Comme tous les autres, ils avaient troqué leurs déguisements du début contre des vêtements plus élégants. Avec sa veste et sa jupe d’équitation bleues, toutes deux brodées d’or, Egeanin semblait porter l’uniforme et Domon, en veste, pantalon et bottes à revers, ressemblait en tout point à un marchand illianien prospère sans être richissime.

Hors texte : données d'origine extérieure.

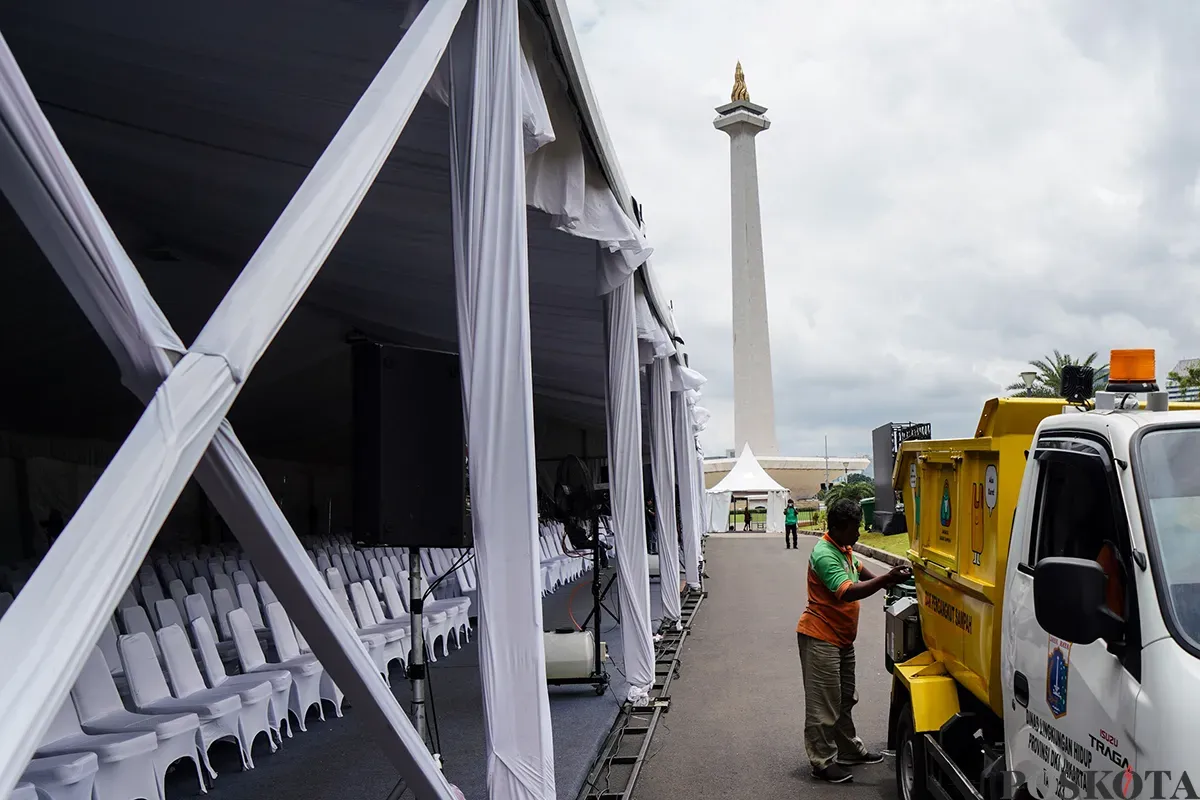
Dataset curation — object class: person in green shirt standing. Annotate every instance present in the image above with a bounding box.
[784,500,800,549]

Dès qu’elle aperçut Egeanin, Amathera, en train de jouer avec Olver, se recroquevilla sur elle-même. Avec un soupir, Juilin se leva pour voler à son secours, mais Egeanin arriva avant lui.

— Tu n’es pas forcée de te prosterner devant moi, ni devant quiconque d’autre.

Se penchant, Egeanin prit Amathera par les épaules et la força à se redresser. Hésitante, la reine déchue se laissa faire mais garda les yeux baissés. D’un index sous son menton, la Seanchanienne lui fit lever la tête.

— Regarde-moi dans les yeux ! Tu dois regarder tout le monde dans les yeux !

La Tarabonaise se mordit nerveusement la lèvre, mais elle obtempéra et garda la tête droite quand Egeanin eut retiré son doigt. Cela dit, ses yeux étaient ronds comme des soucoupes.

— Pour un changement, c’est un changement, marmonna Juilin – non sans irritation.

Raide comme une statue d’ébène, il détestait les Seanchaniens à cause de ce qu’ils avaient fait à sa belle.

— Quand je l’ai libérée, ajouta-t-il, tu m’as traité de voleur.

Là, c’était plus que de l’irritation. Par déformation professionnelle, Juilin abominait les voleurs. Et les contrebandiers comme Domon.

— Avec le temps, tout finit par changer, dit Domon avec un sourire apaisant. Maître Juilin, c’est un homme honnête qui se dresse devant toi. Pour consentir à m’épouser, Leilwin m’a fait jurer de renoncer à la contrebande. Que la Fortune me patafiole ! Pourquoi suis-je tombé sur la seule femme au monde capable d’exiger ça d’un homme ? Abandonner une occupation si lucrative…

L’ancien capitaine éclata de rire, comme si c’était une bonne blague. D’un coup de poing dans les côtes, Egeanin le ramena à plus de sérieux. Avec une épouse pareille, le pauvre type devait être couvert de bleus.

— J’espère que tu tiendras parole, Bayle. J’ai changé, et tu dois changer aussi.

Après un bref coup d’œil à Amathera – peut-être pour s’assurer qu’elle ne baissait pas la tête, tant elle aimait qu’on lui obéisse –, la Seanchanienne tendit une main au pisteur de voleurs.

— Oui, j’évolue, maître Sandar. Et vous ?

Juilin hésita puis accepta la poignée de main.

— J’essaierai, lâcha-t-il, peu convaincu.

— C’est tout ce que je demande…

Regardant autour d’elle, Egeanin ajouta :

— J’ai vu des orlops moins bondés que cette tente. Dans notre roulotte, nous gardons quelques bonnes bouteilles. Avec votre dame, maître Sandar, vous joindriez-vous à nous ?

De nouveau, Juilin hésita.

— J’ai pratiquement perdu ma partie, dit-il finalement. Inutile de boire le calice jusqu’à la lie.

Remettant son chapeau conique, il tira sur sa veste large tearienne – qui n’était pas le moins du monde froissée –, et proposa son bras à Amathera. Comme toujours, elle s’y accrocha, tremblant comme une feuille mais les yeux encore rivés sur Egeanin.